One item that causes the main issue with AI speed in supcom and FA is bottlenecking of units. Open flat maps can help with this issues as there is less chance for units to get stuck, waiting for each other to get out of the way. Another cause is that the AI rarely builds in a 'pretty' base fashion like humans do. The AI follows a strict 'base building set of rules' pattern system and cares little for the actual terrain and how it suits a base 'design' or base asthetics. If you as a human see a nice mountain valley, you would tend to defend its high ground and build in the centre, so units move through the valley. AI will just 'best fit' its base pattern and if this means a factory sits on a hill with a tiny unit exit path route, then so be it. This then easily clogs up. Each unit that is blocked looks for an alternative route and adds to the total computations required for the pathfinder - operation codes. This continues for some 10000 (so I believe) operations before it trys again, so bear that in mind. The game was only designed to handle 500 units per player, so going to 2000 per player is asking a lot, so be patient. Tech has not moved on that fast really, its just got cheaper to run. (the last 5 years of tech dev have been about saving energy rather than any real speed increase)
Also bear in mind the 'terrain-build-footprint bug' too. If a section of map has over 75% tile area in which to build say a factory on a flat level, then it actually terraforms the map slightly to make the area more 100% level ready for building (try my 'pierpressure xtreme' map for a great example of this happening in action with AI on the slopes). This can actually turn a once passable slope into a then unpassable large step sequence which the Ai cannot handle and units can no longer traverse. Slap a few hundred units coming out the front door of said factory and it becomes a swarm of op codes eating your cpu that go nowhere and never get close to attacking you. The AI doesn't know that the way is shut, so it keeps doing what it does and pumps out the regular unit swathes into a dead end accoring to its LUA script. Time for a few tech 3 bomber swathes of your own to release those CPU cores!
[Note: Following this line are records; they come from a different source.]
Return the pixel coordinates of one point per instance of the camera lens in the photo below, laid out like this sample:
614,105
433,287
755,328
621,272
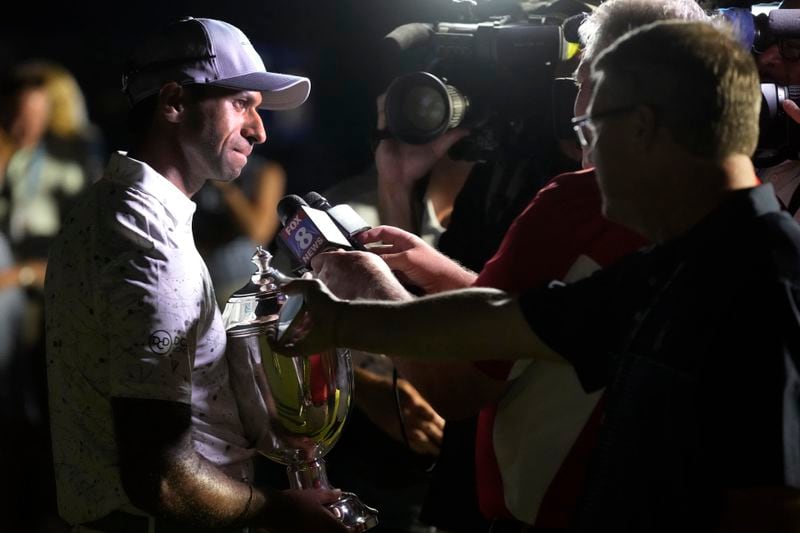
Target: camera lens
424,108
420,107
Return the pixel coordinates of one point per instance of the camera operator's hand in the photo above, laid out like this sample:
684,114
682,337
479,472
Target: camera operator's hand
401,165
791,109
416,260
314,330
350,275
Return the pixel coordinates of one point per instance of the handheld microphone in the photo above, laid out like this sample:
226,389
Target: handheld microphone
351,225
307,231
344,216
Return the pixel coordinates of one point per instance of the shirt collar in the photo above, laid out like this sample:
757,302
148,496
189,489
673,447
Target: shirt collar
131,172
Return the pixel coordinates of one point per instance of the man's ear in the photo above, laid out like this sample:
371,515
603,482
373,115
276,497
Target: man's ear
171,101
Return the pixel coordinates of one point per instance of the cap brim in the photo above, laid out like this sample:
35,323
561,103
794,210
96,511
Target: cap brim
278,91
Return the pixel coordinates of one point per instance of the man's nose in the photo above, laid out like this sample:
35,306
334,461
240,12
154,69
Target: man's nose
254,129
To avoid things like this I like to use Sorian AiX adaptive. It switches between AI types like rush and air depending on what the map deals to it during play. However this can also have detrimental CPU usage if the map is complex or highly 'terraformable'. One AI I played against on my 'radiator' map switched to mass transporting of units when confronted with path blockages, which was nice and unexpected. This does happen from time to time so I have designed maps to encourage this AI thinking (google sykoste mappack for some maps which add different types of play than the standard maps) You will also notice that some of my maps have NO AI PATH routes - this is deliberate as on some complex multi-level maps like CorePrimeCanyonForts adding AI path nodes increases the slow down rate as the stuff I mentioned above occurs more with node to node navigation. The AI will always find you and will always make it's own route eventually which is sometimes more effecient than the map designers 'route of looking good' An example is AI that follows a road, versus AI that spills randomly over a cliff into your base. You decide which is more fun for you!